Mugabe’s land seizures helped him gain enough support to narrowly win re-election in 2000 by securing the backing of voters in poor rural areas, where subsistence farmers had been pushed into crowded areas during white rule. While he has won two presidential elections since then, his party has since 2009 governed in a coalition with the Movement for Democratic Change, which opposes his land policies.

Mugabe says the seizures were necessary because the U.K., Zimbabwe’s former colonial power, didn’t honor pledges to pay for more orderly land reform.

The president has visited Singapore at least seven times this year for medical treatment, the Zimbabwe Standard newspaper reported in October, citing Webster Shamu, the country’s information minister.
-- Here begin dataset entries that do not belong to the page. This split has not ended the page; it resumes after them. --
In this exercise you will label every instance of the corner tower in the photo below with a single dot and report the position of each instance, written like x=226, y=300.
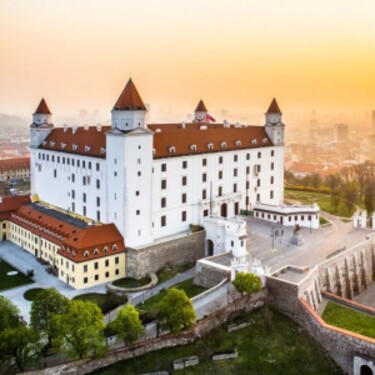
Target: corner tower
x=41, y=125
x=274, y=127
x=129, y=112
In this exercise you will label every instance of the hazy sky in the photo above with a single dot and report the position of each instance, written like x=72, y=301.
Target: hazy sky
x=235, y=54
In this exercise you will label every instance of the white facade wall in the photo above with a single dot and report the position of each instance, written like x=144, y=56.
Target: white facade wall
x=58, y=191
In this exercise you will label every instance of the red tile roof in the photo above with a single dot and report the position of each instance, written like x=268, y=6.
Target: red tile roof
x=274, y=107
x=129, y=99
x=42, y=108
x=201, y=107
x=12, y=204
x=14, y=164
x=74, y=240
x=196, y=138
x=90, y=141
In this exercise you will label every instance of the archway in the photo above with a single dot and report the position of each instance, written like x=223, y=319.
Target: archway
x=210, y=248
x=224, y=210
x=365, y=370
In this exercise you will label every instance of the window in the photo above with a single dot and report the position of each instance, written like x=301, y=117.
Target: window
x=163, y=203
x=163, y=221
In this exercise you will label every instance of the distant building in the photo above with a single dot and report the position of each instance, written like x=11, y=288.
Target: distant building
x=14, y=169
x=340, y=133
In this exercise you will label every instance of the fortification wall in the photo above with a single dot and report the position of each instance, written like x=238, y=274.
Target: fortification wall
x=140, y=262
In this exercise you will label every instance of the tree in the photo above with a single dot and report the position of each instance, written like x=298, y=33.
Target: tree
x=46, y=305
x=81, y=329
x=127, y=325
x=247, y=283
x=9, y=314
x=19, y=345
x=176, y=310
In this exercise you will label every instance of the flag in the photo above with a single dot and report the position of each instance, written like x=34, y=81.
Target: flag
x=210, y=118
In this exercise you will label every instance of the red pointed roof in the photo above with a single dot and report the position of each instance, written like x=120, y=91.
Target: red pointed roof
x=129, y=99
x=201, y=107
x=274, y=107
x=42, y=108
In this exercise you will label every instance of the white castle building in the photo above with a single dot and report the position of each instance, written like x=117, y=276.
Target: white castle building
x=155, y=180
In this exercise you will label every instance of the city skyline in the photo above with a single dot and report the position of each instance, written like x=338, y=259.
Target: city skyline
x=236, y=55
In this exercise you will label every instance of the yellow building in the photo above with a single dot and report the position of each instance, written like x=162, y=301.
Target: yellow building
x=79, y=254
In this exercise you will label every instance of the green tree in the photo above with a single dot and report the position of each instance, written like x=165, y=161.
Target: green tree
x=127, y=325
x=81, y=329
x=176, y=310
x=9, y=314
x=247, y=283
x=46, y=305
x=19, y=346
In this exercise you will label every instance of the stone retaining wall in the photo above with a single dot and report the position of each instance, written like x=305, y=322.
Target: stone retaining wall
x=181, y=250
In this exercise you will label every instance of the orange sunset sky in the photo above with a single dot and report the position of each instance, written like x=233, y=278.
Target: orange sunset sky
x=235, y=54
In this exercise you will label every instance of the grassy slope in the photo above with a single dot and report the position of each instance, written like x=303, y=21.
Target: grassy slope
x=344, y=317
x=323, y=200
x=7, y=282
x=284, y=348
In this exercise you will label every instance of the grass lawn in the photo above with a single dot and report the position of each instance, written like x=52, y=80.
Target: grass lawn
x=106, y=302
x=280, y=348
x=7, y=282
x=354, y=321
x=31, y=293
x=151, y=305
x=128, y=282
x=323, y=200
x=168, y=273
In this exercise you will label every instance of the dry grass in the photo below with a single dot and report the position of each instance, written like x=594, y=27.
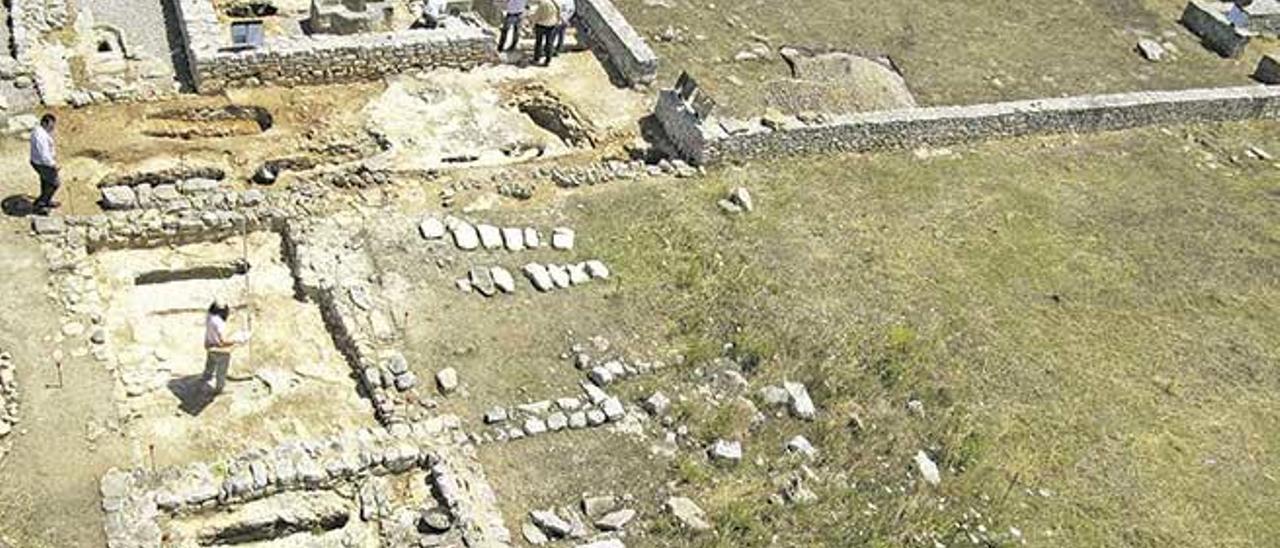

While Shamu said doctors are reviewing an eye operation, leaked U.S. cables exposed by Wikileaks cite central bank governor Gideon Gono saying Mugabe has cancer.

BAT Zimbabwe doesn’t contract with farmers directly but “causes the growing of tobacco through local partners like Northern” with which it has an “arms-length” relationship, the company said in an e-mailed response to questions. Northern Tobacco and BAT Zimbabwe’s offices share an address on Paisley Road in Harare’s Southerton industrial area.

No Contest

Northern contracts with 120 large-scale farmers and 4,000 small-scale farmers to supply the crop, Northern director Heinrich Von Pezold said in an interview in Harare. Von Pezold oversees tobacco production on a farm he once owned.

“We’ve long expected that what we’re doing here will be questioned, but I have to say that we are not farming on any land that is being contested by the original owners,” he said.

One farm owner lodged a dispute and the complaint was settled, Rose said. Northern and BAT Zimbabwe define contested land as a property whose ownership is being challenged legally, he added.

The current system may work against the companies in future should Mugabe lose power to Morgan Tsvangirai’s Movement for Democratic Change, Fruhauf said.

“Investors that are seen as lining the pockets of Zanu members could receive unfavorable treatment from a future MDC administration,” she said in a separate e-mailed response to questions.